In this work, we propose to improve the interpretation of OCT data for surgical diagnosis by fusing the knowledge from ex vivo and general \(\mu \)CT data with the in vivo noisy and incomplete OCT data. To this end, we propose C2P-Net which is based on NgeNet and Neural Deformation Pyramid. It takes the ex and in vivo 3D point clouds as input and explores the sparse correspondence between the two, then aligns them in a non-rigid fashion. Due to the lack of training data, a fast and effective synthetic simulation pipeline was designed using Blender3D, which produces noisy and partial point clouds as seen in vivo based on the randomly generated shape variants of the middle ear. Our neural network was trained based on 20,000 synthetic samples, and it took around 3.5 s to predict the displacement field for a given in vivo point cloud at inference time.

To assess the performance of C2P-Net, experiments on synthetic and real OCT datasets were carried out. Since the real OCT data are noisy and incomplete, we investigated various metrics including mean displacement error, landmark error, and Chamfer distance and compared C2P-Net to the other baseline models from both statistics and geometry aspects.

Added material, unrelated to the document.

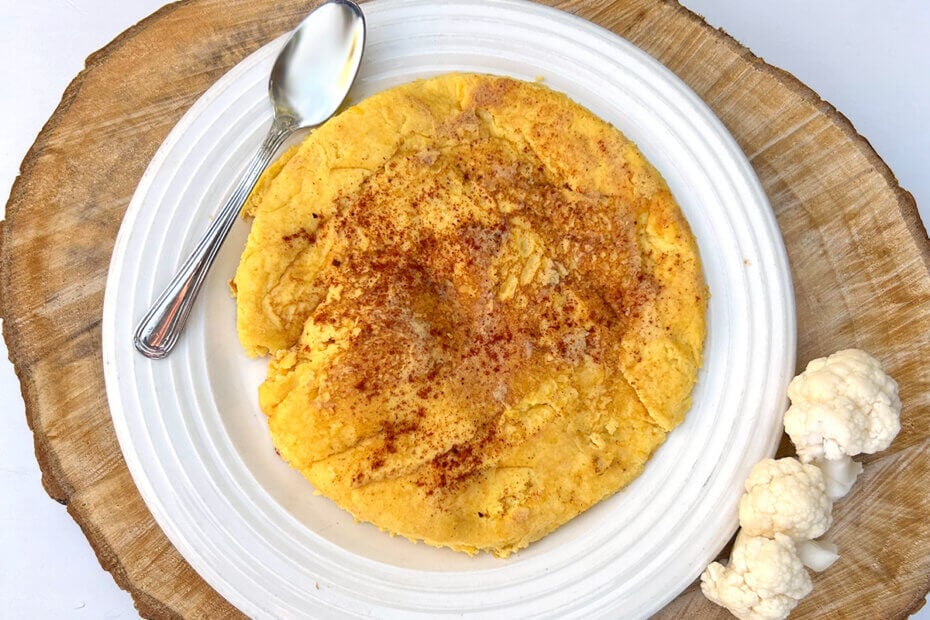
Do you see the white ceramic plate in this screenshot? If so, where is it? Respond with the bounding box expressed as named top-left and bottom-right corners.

From Table 1 and Fig. 4, we can see that C2P-Net is able to deal with the partial OCT data and retain the anatomical structure during non-rigid registration, while other non-rigid methods do not understand the global geometry of the point clouds and focus only on local points.

Future work will focus on improving registration accuracy. This can be achieved by improving the simulation pipeline with realistic noise to further bridge the gap between synthetic and real data. Furthermore, the segmentation information can be employed by the network to improve the prediction of correspondences. Apart from this, inference time can be further decreased by exploring the optimal configuration of the network for the OCT samples.